Home Secretary Theresa May said a panel of legal and child-protection experts would investigate how public agencies, including governments and hospitals, handled child abuse allegations. She said she set up the inquiry after “appalling cases of organised and persistent” sexual abuse, including decades of assaults by the late TV host Jimmy Savile.
“Some of these cases have exposed a failure by public bodies to take their responsibilities seriously,” May told the House of Commons.
May said a related investigation, led by National Society for the Prevention of Cruelty to Children chief executive Peter Wanless, would examine whether abuse claims handed to authorities in the 1980s were lost or destroyed to protect wrongdoers.
Last year, an internal government inquiry found that 114 files relating to allegations of child abuse that were handed to officials had been lost or destroyed.
A pledge was made yesterday to investigate claims that politicians may have sexually abused children in the 1980s in a conspiracy by members of the establishment who used their power to cover up the crimes.
The allegations have jarred the current political elite just as Britain is grappling with revelations that some national celebrities had sexually abused children for decades.
“We are going to leave no stone unturned to find out the truth about what happened,” Prime Minister David Cameron told reporters. “Three things need to happen: Robust inquiries that get to truth; police investigations that pursue the guilty and find out what has happened; and proper lessons learned so we make sure these things cannot happen again.”

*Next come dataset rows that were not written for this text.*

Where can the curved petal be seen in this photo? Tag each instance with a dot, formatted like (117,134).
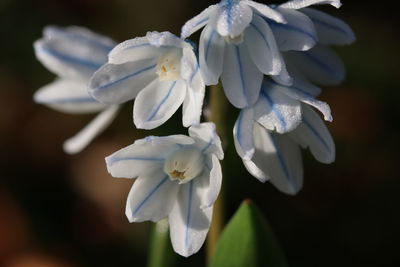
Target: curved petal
(299,91)
(277,111)
(151,197)
(241,79)
(261,44)
(72,52)
(313,133)
(330,30)
(232,18)
(155,104)
(279,158)
(189,223)
(207,139)
(134,50)
(243,134)
(297,34)
(266,11)
(115,84)
(78,142)
(68,96)
(199,21)
(211,55)
(297,4)
(320,65)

The unmasking of late BBC television presenter Jimmy Savile as one of Britain’s most prolific sex offenders has forced a wider questioning about how paedophiles in positions of power could sow such damage while evading detection for so long.
Once feted as a national treasure, Savile is now known to have used his fame to get unsupervised access to his victims, raping and abusing girls, boys, men, women and even dead bodies.
Fears that claims of abuse by politicians were not properly investigated at the time were stoked when one of former prime minister Margaret Thatcher’s most trusted advisers admitted there may well have been a cover-up of child abuse in the 1980s.
“At that time I think most people would have thought that the establishment, the system, was to be protected,” said Norman Tebbit, a former Conservative minister.
“And if a few things had gone wrong here and there that it was more important to protect the system than to delve too far,” he said. “That view was wrong.”
Such a blunt assessment of the priorities of an earlier Britain was explosive, prompting front-page headlines about “V.I.P. Paedos” in local print media and leading national television news bulletins.
Abuse claims have sullied the reputations of some of the world’s most venerated institutions: Pope Francis yesterday told victims of sexual abuse by Roman Catholic clerics that the Church should “weep and make reparation” for crimes.
In Britain, local media have alleged that a group of British politicians and others in positions of authority may have used their positions to abuse children in state care during the 1980s. It was not possible to independently evaluate those claims.